Letters in Applied NanoBioScience ◽

10.33263/lianbs84.711714 ◽

2019 ◽

Vol 8 (4) ◽

pp. 711-714

Keyword(s):

Electron Microscopy ◽

Particle Size ◽

Calcium Phosphate ◽

Spray Drying ◽

Amorphous Calcium Phosphate ◽

Calcium Phosphates ◽

Calcium Content ◽

Synthesis Process ◽

Particle Sizes ◽

Ultrasound Application

Hydroxyapatite, amorphous calcium phosphates, calcium triphosphate and calcium octaphosphate are the main components present in bones and teeth. Calcium phosphates are easily synthesized, playing an important role in regenerative medicine, being able to be used as bone implants. There are different ways of synthesizing phosphates, the most commonly used being wet chemical method. The objective of this work was to study the influence of the use of ultrasound and spray drying on the synthesis of amorphous calcium phosphate. Two synthetic variants were studied. One without ultrasound application and the other with ultrasound application.

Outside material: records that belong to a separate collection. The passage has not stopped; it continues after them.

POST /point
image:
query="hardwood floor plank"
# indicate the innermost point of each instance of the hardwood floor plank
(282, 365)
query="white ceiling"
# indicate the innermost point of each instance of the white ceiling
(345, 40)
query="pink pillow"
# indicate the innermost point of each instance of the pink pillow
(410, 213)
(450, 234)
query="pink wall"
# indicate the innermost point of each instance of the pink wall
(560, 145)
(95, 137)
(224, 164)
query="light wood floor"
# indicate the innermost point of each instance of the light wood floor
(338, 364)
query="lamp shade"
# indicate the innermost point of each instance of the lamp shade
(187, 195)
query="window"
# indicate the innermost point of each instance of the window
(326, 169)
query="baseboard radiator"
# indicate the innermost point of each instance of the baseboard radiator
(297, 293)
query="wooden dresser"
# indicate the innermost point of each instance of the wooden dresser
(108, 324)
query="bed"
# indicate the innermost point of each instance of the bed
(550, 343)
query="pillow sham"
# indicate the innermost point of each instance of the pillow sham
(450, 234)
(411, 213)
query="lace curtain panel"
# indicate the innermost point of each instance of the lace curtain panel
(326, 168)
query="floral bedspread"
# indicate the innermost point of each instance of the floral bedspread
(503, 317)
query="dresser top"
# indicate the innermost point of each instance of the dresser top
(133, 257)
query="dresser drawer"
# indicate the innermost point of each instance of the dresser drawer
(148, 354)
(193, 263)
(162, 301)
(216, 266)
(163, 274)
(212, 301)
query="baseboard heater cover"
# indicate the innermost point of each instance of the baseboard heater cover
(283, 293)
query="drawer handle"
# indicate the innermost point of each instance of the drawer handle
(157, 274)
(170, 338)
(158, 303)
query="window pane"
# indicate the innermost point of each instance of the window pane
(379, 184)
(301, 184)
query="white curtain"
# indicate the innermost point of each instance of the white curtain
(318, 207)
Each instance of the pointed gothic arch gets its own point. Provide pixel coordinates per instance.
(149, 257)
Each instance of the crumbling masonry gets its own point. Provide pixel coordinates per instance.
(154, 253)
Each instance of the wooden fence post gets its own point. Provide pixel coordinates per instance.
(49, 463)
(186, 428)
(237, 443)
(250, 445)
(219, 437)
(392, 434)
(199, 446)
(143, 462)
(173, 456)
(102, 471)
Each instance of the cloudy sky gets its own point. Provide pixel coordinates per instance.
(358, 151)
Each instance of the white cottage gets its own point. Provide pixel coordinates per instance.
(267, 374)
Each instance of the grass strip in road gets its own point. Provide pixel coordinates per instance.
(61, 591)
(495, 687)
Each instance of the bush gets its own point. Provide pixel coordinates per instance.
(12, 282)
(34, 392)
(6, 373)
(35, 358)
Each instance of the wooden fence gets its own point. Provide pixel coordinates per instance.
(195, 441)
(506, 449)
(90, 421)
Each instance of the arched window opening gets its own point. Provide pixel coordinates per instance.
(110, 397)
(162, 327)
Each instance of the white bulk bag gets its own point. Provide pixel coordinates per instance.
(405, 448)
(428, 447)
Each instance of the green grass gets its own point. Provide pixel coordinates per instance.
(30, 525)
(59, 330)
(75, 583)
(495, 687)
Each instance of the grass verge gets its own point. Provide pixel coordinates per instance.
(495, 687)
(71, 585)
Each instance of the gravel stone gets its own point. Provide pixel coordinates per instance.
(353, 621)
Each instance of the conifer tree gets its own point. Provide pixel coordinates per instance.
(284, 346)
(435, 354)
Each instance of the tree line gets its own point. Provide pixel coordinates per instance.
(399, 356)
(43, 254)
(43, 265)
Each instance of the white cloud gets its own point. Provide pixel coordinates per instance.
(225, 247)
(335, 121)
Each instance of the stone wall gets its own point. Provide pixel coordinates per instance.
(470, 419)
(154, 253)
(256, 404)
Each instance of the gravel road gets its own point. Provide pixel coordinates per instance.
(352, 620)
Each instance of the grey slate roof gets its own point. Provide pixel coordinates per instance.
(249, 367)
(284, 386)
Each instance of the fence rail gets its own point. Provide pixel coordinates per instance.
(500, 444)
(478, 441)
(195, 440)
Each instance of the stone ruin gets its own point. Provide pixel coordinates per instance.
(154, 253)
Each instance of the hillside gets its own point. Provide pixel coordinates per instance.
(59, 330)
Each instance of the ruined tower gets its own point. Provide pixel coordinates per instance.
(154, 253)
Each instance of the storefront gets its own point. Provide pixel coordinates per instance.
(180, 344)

The samples obtained were characterized by X-ray diffraction, FTIR spectroscopy and scanning electron microscopy. The particle size by electron microscopy and the calcium content by atomic absorption was determined. The results showed that when spray drying is applied, particle sizes of less than 261 nm are obtained in the samples synthesized without ultrasound application, being less than 59 nm in the samples synthesized with ultrasound application. The statistical analysis by ANOVA showed significant differences between the particle sizes of the samples synthesized without ultrasound application and the samples synthesized by applying ultrasound. In both cases the particles were spherical. The results obtained show that the application of ultrasound during the synthesis process decreases the particle size, increasing the surface area, which favors the spray drying process.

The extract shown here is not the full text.